About the job
About ClickHouse
Featured in the 2025 Forbes Cloud 100, ClickHouse is a leader in innovation and growth among private cloud companies. With a customer base exceeding 3,000 and an annual recurring revenue (ARR) that has surged over 250% year-over-year, we excel in real-time analytics, data warehousing, observability, and AI workloads.
Our remarkable growth was recently validated by a $400 million Series D funding round. In just three months, we've welcomed new customers like Capital One, Lovable, Decagon, Polymarket, and Airwallex, joining our existing roster of AI trailblazers and global brands, including Meta, Cursor, Sony, and Tesla.
Join us as we revolutionize the way companies harness data!
About the Team
The Release Team is dedicated to the seamless and secure delivery of ClickHouse Cloud, a managed database platform that operates tens of thousands of ClickHouse clusters. Our responsibilities include scaling upgrades and maintenance of these clusters, developing the internal tools that facilitate this process, and serving as the final line of defense when unexpected issues arise.
About the Role
This position offers a balanced mix of operational execution and software development. You will oversee operations: coordinating upgrades, managing exceptions that deviate from the norm, and ensuring the health of thousands of clusters in production. Concurrently, you will enhance the systems that make each rollout safer and more automated than the last.
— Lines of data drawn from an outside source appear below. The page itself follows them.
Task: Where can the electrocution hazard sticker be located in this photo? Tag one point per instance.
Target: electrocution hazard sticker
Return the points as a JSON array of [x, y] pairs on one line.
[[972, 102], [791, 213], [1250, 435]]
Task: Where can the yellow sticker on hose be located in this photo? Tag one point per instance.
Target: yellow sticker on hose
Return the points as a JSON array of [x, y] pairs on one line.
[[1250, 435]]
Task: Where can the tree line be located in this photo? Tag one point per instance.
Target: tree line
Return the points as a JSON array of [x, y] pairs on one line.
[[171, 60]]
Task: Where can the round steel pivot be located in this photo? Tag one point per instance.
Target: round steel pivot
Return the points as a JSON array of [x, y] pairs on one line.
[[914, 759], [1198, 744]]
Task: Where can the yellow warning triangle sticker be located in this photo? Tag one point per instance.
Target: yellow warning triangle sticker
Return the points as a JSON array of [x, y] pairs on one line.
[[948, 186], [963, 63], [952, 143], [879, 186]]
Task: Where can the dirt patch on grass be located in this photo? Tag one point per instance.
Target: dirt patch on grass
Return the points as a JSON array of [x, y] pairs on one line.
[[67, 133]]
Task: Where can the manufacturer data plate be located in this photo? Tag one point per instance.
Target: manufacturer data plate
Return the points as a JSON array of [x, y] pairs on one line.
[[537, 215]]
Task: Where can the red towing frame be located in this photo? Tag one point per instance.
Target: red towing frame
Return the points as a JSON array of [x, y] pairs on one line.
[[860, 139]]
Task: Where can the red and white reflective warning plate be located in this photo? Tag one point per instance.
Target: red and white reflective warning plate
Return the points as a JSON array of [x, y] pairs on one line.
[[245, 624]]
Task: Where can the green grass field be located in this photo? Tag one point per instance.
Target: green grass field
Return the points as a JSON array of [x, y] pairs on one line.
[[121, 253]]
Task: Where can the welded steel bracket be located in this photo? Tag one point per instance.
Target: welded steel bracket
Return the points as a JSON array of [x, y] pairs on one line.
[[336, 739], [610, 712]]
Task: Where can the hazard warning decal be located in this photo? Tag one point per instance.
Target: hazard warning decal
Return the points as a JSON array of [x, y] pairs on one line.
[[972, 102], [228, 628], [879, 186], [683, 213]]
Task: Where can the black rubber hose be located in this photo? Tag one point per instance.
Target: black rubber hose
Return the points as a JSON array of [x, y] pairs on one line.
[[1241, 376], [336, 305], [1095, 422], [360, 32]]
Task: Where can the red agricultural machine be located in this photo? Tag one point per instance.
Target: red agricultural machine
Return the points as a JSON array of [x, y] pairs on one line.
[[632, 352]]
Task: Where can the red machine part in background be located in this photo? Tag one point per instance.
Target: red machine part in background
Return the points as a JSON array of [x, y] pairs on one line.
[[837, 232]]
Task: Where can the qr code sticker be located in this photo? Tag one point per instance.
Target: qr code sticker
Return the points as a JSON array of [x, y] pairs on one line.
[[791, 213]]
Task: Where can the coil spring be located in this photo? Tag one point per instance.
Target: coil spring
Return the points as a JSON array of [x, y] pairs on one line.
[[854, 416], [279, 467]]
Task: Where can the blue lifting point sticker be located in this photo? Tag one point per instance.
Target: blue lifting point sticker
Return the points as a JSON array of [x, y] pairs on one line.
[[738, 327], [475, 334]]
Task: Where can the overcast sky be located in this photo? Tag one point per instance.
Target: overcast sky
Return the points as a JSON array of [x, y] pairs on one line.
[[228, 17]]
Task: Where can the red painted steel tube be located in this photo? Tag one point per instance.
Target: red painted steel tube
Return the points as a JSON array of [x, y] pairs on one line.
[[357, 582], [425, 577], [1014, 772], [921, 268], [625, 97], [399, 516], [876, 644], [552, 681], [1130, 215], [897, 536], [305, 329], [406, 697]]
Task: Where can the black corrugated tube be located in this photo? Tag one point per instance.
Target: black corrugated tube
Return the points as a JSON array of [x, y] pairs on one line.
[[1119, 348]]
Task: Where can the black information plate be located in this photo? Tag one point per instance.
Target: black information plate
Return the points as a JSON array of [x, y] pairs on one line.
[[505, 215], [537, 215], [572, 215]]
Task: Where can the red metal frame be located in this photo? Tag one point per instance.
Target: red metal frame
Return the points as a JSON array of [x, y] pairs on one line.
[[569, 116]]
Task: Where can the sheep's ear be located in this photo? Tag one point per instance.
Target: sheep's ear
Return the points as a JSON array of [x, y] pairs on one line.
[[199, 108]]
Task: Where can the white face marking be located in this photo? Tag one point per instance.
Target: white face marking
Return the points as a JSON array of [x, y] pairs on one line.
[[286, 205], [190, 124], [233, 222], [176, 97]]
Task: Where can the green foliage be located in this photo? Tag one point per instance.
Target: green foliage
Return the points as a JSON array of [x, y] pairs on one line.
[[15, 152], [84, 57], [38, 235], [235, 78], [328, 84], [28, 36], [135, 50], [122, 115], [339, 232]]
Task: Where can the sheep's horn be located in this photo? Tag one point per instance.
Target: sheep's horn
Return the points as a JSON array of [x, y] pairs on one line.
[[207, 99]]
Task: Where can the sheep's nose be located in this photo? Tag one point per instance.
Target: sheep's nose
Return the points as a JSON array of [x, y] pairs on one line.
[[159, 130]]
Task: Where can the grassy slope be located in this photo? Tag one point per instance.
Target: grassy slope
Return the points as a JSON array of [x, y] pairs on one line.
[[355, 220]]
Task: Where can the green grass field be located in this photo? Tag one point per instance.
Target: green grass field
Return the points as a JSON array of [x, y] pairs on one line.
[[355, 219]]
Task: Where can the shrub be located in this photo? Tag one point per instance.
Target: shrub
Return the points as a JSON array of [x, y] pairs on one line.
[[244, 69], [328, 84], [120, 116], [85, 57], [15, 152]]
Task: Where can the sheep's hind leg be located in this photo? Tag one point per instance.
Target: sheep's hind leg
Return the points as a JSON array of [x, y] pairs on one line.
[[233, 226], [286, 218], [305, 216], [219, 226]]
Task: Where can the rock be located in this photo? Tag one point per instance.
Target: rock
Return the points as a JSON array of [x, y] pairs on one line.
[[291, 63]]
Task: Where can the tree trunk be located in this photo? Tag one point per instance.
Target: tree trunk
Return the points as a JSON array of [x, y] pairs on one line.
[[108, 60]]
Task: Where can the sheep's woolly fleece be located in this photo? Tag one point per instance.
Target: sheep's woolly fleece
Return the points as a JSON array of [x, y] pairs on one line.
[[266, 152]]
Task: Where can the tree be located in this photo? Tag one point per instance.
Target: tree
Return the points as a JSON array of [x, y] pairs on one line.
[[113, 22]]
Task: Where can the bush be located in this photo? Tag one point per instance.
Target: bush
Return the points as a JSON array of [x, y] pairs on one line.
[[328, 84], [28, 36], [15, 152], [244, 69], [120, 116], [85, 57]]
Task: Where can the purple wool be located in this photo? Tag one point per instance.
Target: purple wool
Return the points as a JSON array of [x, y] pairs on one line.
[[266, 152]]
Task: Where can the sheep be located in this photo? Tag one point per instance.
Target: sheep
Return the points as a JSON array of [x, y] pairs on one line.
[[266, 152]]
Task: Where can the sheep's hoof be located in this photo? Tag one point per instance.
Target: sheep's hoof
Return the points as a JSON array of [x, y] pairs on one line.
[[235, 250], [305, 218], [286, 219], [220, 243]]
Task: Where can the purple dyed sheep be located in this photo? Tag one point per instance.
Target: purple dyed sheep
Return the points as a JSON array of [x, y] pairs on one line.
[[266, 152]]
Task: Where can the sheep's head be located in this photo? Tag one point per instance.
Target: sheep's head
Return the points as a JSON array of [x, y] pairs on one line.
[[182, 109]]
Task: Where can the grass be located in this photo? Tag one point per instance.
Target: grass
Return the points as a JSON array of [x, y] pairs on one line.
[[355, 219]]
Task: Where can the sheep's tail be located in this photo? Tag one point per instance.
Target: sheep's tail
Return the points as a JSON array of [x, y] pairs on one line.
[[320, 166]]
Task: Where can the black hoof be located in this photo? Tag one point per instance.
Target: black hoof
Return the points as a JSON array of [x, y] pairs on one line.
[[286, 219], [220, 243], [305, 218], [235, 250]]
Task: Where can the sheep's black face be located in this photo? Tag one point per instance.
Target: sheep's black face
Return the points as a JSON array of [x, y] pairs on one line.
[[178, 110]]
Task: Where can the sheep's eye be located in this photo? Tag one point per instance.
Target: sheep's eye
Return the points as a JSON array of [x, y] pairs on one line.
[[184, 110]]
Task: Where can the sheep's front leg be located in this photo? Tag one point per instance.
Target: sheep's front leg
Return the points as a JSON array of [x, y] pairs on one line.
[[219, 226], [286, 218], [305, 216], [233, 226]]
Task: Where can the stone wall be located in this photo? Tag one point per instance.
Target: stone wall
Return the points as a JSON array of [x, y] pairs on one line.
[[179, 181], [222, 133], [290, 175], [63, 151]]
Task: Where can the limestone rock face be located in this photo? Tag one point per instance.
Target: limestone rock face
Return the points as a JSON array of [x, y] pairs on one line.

If you thrive on both crafting and implementing processes, including navigating the complexities, we want you on our team!
What You'll Do
- Plan and implement rolling upgrades across a vast array of ClickHouse clusters, prioritizing safety, accuracy, and minimal disruption to customers.
- Manage the entire release pipeline, from pre-upgrade validation and staged rollouts to post-upgrade monitoring and incident response.
- Analyze and resolve production issues as part of a regular on-call schedule, including unique clusters and scenarios that current automation cannot address.
- Develop and refine the internal tools and automation that ensure reliable and repeatable large-scale database operations.
- Collaborate closely with core database and cloud infrastructure teams to identify and resolve operational challenges.
- Provide support and training to other engineering teams utilizing our internal tools.